Caberia ao Brasil estabelecer condições para as exportações que chegam a nossos portos, abandonando a postura de subserviência por nós adotada desde o descobrimento. O diabo é calcular o prejuízo, ou seja, quem seria mais prejudicado numa hipotética queda de braço?
Aqui as coisas engrossam para nós, tanto que determinadas incoerências emergem de nosso comércio exterior. Damos prevalência à exportação de produtos que não beneficiam nossa produção. O suco de laranja, por exemplo, que somos o maior exportador mundial. Quantos brasileiros tomam um copo de laranjada no café da manhã? Quantos comem soja?
O caso do boi poderia marcar uma virada no jogo: a União Européia não quer a carne brasileira? Mas os brasileiros querem, se os preços baixarem. A produção de soja ocupa boa parte da nossa terra cultivável, sem beneficiar a população? Melhor substituir parte dela pela cultura do feijão, do milho e até do trigo, que um complexo de inferioridade e muita malandragem insistem em não cultivar.
Numa palavra, exportar é a solução, mas há limites, o maior dos quais será beneficiar a população, com ênfase para os menos favorecidos. Tudo isso se chama mercado interno. Se quiserem, desenvolvimento auto-sustentado. Se nessa luta o boi for alistado, tornando-se um soldado combatente de peso, grande vitória se conquistará na guerra pela independência do País. A União Européia que se habilite a comer carne de lagosta...
Um estranho no ninho
A semana começa com mais uma crise a atormentar os tucanos. Não se fala, hoje, da CPI dos Cartões Corporativos ou dos entreveros em torno da prefeitura de São Paulo, com parte do PSDB apoiando Geraldo Alckmin e outra parte empenhada em cumprir acordo com Gilberto Kassab.
A briga, agora, acontece em torno da performance de um estranho no ninho. Deputados e senadores que permaneceram em seus estados, assim como aqueles chegando à capital federal, espantaram-se com a virulência das críticas de Fernando Henrique Cardoso diante de um plenário de vereadores do partido, no fim de semana. O sociólogo agrediu as lideranças do PSDB ao sugerir que as bases se rebelem e não aceitem decisões provenientes das cúpulas. Falou no estabelecimento de "uma nova democracia".
Quer mudar o sistema de voto universal. Não poupou o governo Lula, esquecendo-se de ter servido de modelo para os companheiros, não apenas na política econômica, mas ate na "roubalheira". Ofendeu as próprias bancadas, acentuando que jamais farão a reforma política para não prejudicar-se.
Acionou diversas vezes a metralhadora giratória, cujo propósito parece um só: abater todos os possíveis candidatos presidenciais, de José Serra a Aécio Neves e a Artur Virgílio visando abrir espaço para sua obsessão permanente: voltar ao poder.

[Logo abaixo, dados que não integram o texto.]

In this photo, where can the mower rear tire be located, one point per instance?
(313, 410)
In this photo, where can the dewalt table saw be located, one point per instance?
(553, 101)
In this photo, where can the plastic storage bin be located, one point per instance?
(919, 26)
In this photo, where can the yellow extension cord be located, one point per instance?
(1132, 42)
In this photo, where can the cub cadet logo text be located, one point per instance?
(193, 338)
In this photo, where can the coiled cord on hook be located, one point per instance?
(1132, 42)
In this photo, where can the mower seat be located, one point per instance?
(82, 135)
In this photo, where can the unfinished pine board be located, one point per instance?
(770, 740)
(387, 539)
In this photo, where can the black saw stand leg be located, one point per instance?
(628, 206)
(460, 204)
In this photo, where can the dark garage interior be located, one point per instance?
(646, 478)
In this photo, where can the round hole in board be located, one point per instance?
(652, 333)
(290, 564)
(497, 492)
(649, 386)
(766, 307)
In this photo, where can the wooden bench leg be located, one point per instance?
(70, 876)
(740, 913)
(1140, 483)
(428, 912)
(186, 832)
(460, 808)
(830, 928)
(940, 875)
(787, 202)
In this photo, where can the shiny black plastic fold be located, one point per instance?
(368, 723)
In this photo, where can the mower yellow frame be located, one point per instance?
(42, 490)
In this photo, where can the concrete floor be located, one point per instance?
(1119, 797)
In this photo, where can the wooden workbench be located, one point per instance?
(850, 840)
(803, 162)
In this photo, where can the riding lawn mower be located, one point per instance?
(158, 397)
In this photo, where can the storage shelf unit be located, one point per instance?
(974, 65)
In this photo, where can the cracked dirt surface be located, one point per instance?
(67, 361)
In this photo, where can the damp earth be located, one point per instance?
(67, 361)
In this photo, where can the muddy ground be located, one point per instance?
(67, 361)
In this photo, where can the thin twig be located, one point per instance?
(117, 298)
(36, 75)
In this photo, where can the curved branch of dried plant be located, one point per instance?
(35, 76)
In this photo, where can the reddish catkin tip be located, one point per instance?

Por isso fala mal de todos, insinuando-se como a verdadeira solução. Qualquer dia desses aparecerá, senão metralhado, ao menos todo bicado.
O presidente que veio do frio
Os percalços passados pelo presidente Lula em sua aventura ao Pólo Sul terão contribuído para uma possível metamorfose nele e no governo. Pelo depoimento de alguns integrantes da comitiva, nas prolongadas horas de ócio forçado olhando a neve pelas janelas do hotel onde se hospedou, o Lula comportou-se de modo invulgar. Pouco falou, limitando-se no máximo a mexer os lábios e, de quando em quando, alguma exclamação solitária de assentimento consigo mesmo.
Há quem preveja, ainda que sem a menor comprovação, ter o presidente aproveitado para uma espécie de revisão íntima de sua administração. Não em termos de metas, porque essas exigiriam prolongadas reuniões com montes de auxiliares, mas em termos de pessoas. O Lula é o primeiro a saber da mediocridade de parte de seu ministério.
Ministros indicados politicamente, sem a menor relação com o setor que deveriam dirigir, tanto quanto ministros nos quais acreditou, mas malograram, a verdade é que desse jeito chegará ao final de seu segundo mandato sem ter concretizado as promessas feitas. Não por ele, que justiça se faça, desdobra-se ao máximo, mas pela parcela da equipe que deixa a desejar.
Pode ter retornado a Brasília um presidente diferente, que veio do frio e, por isso, tenha-se tornado menos emotivo e mais inclinado a dispensar amigos e aliados que não correspondem às expectativas. Vale a pena aguardar por essa imprescindível mas incerta reforma ministerial.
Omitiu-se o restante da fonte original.